4 Replies Latest reply on May 2, 2013 8:45 PM by void_ptr

    BLAS for Bolt?


      clMagma has BLAS, but the API uses host CL objects. Any prospect for getting BLAS functions wrapped in a nice BOLT API?  Is there a technical reason why this couldn't or shouldn't be done? AMD willing to accept open-source contributions to BOLT providing this?


        • Re: BLAS for Bolt?

          HI void_ptr,

          AMD does have a clAMDBlas library. Follow this link.


          Any prospect for getting BLAS functions wrapped in a nice BOLT API?

          >>> Currently we don't have any plans as such. BOLT is definitely planned to be user friendly.

          AMD willing to accept open-source contributions to BOLT providing this?

          >>>We are willing to accept open source contributions with respect to the functions in Standard Template library. But regarding BLAS and LAPACK libraries. It could be better if it is in a different namespace rather than the bolt:: namespace.



          1 of 1 people found this helpful
            • Re: BLAS for Bolt?

              Thanks for the reply.


              The one thing I would say is: I think GPU acceleration makes the biggest bang in numerical methods, such as those involving matrix multiplies. I'm a bit disappointed to hear that there are no plans to work towards some way of exploiting GPUs for these kinds of algorithms, that hides the tedious opencl host-API, in the same way that BOLT hides it for things it does.

                • Re: BLAS for Bolt?

                  I would like to reiterate that AMD has a BLAS library. It can be downloaded from the below link.

                  AMD APPML as mentioned in my previous post.

                  It provides OpenCL acceleration and is user friendly, by hiding most of the OpenCL calls inside the library.


                    • Re: BLAS for Bolt?

                      Hi Rbanger,

                      Yes, I understood that. My point is this. The clAmdBLAS has an API involving host opencl objects, e.g.:


                      clAmdBlasStatus clAmdBlasSgemmEx ( clAmdBlasOrder order, clAmdBlasTranspose

                      transA, clAmdBlasTranspose transB, size_t M, size_t N, size_t K, cl_float

                      alpha, const cl_mem A, size_t offA, size_t lda, const cl_mem B, size_t offB,

                      size_t ldb, cl_float beta, cl_mem C, size_t offC, size_t ldc, cl_uint

                      numCommandQueues, cl_command_queue * commandQueues, cl_uint

                      numEventsInWaitList, const cl_event * eventWaitList, cl_event * events )
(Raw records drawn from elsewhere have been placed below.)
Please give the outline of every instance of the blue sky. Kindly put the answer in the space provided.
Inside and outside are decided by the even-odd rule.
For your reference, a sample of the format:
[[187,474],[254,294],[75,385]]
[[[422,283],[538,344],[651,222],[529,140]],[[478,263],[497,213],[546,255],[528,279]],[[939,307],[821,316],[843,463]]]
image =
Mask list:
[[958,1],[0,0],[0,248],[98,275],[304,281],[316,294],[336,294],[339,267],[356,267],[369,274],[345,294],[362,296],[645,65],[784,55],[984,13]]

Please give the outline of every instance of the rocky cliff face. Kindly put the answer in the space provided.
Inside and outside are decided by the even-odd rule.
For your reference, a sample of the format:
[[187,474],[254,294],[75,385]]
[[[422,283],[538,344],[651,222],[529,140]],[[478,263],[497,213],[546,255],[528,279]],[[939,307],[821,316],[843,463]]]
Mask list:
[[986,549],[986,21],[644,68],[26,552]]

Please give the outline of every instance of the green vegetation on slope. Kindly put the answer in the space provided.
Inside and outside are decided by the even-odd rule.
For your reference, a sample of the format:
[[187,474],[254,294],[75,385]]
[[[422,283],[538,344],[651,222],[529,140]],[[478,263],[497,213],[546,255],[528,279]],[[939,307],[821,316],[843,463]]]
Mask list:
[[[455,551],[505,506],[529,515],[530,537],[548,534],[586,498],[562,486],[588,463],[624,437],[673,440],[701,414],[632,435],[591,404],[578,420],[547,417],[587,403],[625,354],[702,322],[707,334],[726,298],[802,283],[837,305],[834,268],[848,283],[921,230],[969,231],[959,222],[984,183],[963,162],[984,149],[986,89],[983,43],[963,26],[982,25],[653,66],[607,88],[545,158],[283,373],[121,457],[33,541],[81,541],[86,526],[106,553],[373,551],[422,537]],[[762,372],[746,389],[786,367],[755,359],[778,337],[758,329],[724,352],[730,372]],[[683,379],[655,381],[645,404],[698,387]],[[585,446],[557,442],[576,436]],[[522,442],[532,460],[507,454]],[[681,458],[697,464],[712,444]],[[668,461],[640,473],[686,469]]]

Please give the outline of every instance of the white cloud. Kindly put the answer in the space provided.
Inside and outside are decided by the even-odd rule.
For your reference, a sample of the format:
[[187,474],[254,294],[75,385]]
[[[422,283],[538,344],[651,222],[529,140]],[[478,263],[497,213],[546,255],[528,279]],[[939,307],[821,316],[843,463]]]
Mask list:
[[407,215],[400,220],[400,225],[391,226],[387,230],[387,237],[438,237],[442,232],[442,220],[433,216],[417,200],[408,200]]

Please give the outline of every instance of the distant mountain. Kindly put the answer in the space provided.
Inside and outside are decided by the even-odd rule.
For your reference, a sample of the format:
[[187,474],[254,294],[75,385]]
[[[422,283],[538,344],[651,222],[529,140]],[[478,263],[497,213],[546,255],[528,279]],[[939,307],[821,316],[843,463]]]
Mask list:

                      thus putting the burden on the programmer of creating and managing opencl buffers, command queues, events & cetera. This burden is what BOLT manages to hide from the programmer. I was merely pointing out that extending BOLT or some similar framework to be inclusive of linear algebra functionality where GPUs have the biggest benefit would be a big win. At least in my case. Maybe mine is exceptional, and not worth your effort. And I know AMD can contibutors can't do everything at once. Just wanted to be rightly understood.